It’s 9am and I’ve just arrived from Warsaw with on a plane filled with German football fans all looking worn-out and hungover after last night’s surprise defeat by Italy in the Euros… some are still drinking.
Any other time the flight would have cost less than one hundred Euros, but because of the football it cost seven times as much… and I’m paying for it, not a sponsor or the organiser of the conference.
It also means that I will have less than an hour to prepare this afternoon’s session on Africa and there may be some confusion about which airport I’m supposed to be picked up from. I also have to get an overnight bus back to Warsaw so I can fly back to London tomorrow lunchtime.
But I wouldn’t change a minute of it. Last night’s game was beautiful. It could have been England playing Germany but if it had happened it wouldn’t have touched last night’s game, in many ways I’m glad I saw this game rather than any faux English adventure.
Pirlo was majestic, Ballotelli super, the referee was a credit to a much-maligned profession and the teams were balletic, sporting and dramatic.

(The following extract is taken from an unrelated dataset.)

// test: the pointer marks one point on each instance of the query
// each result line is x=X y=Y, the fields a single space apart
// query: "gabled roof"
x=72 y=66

Just whenever I think football is stupid, a game like this comes up and I fall in love with it again.
I was one of the lucky few with an access all areas pass to the ‘Uefa Club’, an ancient Roman feast where sponsors such as Orange, Canon, Carlsberg and more bizarrely, Castrol and Continental Tyres laid on largesse for their clients and friends.
It’s grotesque in many ways, no sign of a Euro crisis in that particular club, but it’s difficult to turn down such an invitation (thank you, Orange) when it’s offered. I imagine it’s like being invited to a Buckingham Palace tea-party, but with cocktails and beer. A glimpse at the other side, where the weirdos live; like gatecrashing a Davos networking event.

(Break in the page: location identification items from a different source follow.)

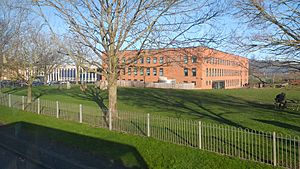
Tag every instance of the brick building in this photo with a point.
(206, 68)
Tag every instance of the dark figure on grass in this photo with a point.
(280, 100)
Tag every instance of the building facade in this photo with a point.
(206, 68)
(68, 73)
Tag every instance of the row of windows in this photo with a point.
(140, 71)
(216, 61)
(233, 82)
(141, 60)
(186, 72)
(228, 83)
(212, 72)
(155, 60)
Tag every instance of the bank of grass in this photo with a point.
(132, 151)
(245, 108)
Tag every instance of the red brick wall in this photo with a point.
(236, 67)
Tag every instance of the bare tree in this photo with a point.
(273, 28)
(109, 27)
(11, 19)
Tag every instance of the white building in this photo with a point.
(67, 73)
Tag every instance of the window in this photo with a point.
(155, 60)
(194, 59)
(185, 59)
(161, 71)
(186, 72)
(129, 71)
(154, 71)
(194, 71)
(161, 60)
(142, 71)
(135, 71)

To give this newsletter some context, I’m interested in Orange Buzz, the data the operator has collected during the tournament and what it’s going to do with it. Measurement of data is all the rage with investors jumping in and all sorts of futures being written.
Social media measurement and management platforms such as Brandwatch, Radian6 and other newcomers such as tracx are being used by brands, agencies and Fortune 500 companies to know to the microbit what their customers are saying and what their customers want.
As operators comes to terms with a future where they need to change their business and become smarter pipes instead of dumb ones, it will be data that can transform them. With (still) huge subscriber numbers and no end of possible data campaigns, offerings such as Orange Buzz are likely to proliferate.
Over here in Berlin there are other things for me to worry about because my driver still isn’t here and, like the German football team, I don’t know what the immediate future brings. But what I do know is that the future probably isn’t Orange, but it most certainly is data.